Loondoorbetaling bij ziekte
Minister Asscher (SZW) heeft de Tweede Kamer geïnformeerd over de voortgang met betrekking tot de plannen tot loondoorbetaling bij ziekte. Werkgevers hebben de wettelijke verplichting om minimaal 70% van het loon van zieke werknemers gedurende maximaal twee jaar door te betalen. Vooral kleine werkgevers ervaren deze loondoorbetalingsplicht en de daarbij behorende re-integratieverplichtingen als knellend.
Het kabinet heeft aangegeven dat in de zoektocht naar een oplossing om de knelpunten van kleine werkgevers te verlichten, de variant met een collectieve verzekering in het tweede ziektejaar, inclusief opt-out, als enige haalbare maatregel is overgebleven. Deze variant wordt op dit moment nader uitgewerkt.
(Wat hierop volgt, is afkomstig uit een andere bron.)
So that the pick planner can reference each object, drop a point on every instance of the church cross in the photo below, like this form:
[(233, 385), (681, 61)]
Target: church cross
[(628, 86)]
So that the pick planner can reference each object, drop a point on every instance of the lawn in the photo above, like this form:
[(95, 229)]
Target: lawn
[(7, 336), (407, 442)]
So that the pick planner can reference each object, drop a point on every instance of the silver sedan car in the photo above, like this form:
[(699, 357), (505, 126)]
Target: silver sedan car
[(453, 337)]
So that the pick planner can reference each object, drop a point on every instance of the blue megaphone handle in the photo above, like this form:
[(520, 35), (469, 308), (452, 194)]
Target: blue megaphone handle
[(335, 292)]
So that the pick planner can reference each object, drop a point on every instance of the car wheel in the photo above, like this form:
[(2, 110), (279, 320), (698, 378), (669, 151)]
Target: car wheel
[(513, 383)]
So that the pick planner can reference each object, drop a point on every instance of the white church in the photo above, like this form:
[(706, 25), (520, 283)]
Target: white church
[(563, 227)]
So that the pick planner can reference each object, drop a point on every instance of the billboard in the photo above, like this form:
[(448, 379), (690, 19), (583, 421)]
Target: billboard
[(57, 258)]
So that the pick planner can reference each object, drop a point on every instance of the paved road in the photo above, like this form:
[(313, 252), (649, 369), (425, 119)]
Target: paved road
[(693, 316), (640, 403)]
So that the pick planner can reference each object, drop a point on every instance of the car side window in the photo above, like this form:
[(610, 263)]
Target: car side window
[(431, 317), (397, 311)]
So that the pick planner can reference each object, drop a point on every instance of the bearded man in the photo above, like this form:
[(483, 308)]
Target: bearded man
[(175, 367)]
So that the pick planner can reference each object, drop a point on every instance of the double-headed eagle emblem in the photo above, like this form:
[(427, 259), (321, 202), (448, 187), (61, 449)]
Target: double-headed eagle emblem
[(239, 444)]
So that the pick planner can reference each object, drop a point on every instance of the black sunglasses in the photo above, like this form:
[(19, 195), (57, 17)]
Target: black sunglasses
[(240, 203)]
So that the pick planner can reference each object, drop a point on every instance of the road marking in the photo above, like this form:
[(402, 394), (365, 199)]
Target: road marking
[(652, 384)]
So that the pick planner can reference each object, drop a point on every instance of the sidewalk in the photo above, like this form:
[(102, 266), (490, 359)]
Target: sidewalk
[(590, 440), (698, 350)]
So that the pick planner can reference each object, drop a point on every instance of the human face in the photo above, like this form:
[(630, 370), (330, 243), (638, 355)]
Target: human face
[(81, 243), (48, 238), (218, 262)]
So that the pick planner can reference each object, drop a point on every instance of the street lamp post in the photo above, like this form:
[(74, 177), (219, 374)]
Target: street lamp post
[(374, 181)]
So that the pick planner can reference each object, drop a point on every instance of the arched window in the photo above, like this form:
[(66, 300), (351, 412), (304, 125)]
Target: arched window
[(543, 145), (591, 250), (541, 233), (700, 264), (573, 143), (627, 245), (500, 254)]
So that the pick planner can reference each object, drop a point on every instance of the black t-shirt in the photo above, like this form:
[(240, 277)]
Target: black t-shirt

Minister Asscher verwacht de Tweede Kamer in het voorjaar van 2016 de nadere uitwerking te kunnen sturen.
Op hoofdlijnen houdt deze variant in dat kleine werkgevers (een kleine werkgever is een werkgever met een loonsom tot 10 maal het gemiddelde premieplichtige loon per werknemer) voor het tweede jaar loondoorbetaling verzekerd zullen zijn bij UWV (default). De lasten in het tweede ziektejaar worden gefinancierd via een werkgeverspremie. Indien de werkgever aangeeft niet van de collectieve verzekering bij UWV gebruik te willen maken (opt-out), blijft de huidige situatie gecontinueerd: de werkgever blijft verantwoordelijk voor zowel de financiële effecten van de loondoorbetaling als voor de re-integratie van de zieke werknemer. De werkgever kan zich eventueel privaat verzekeren zoals op dit moment ook al voor een groot deel van de werkgevers gebruikelijk is. De variant kost, afhankelijk van de uiteindelijke vormgeving, structureel per saldo circa 20 miljoen euro per jaar.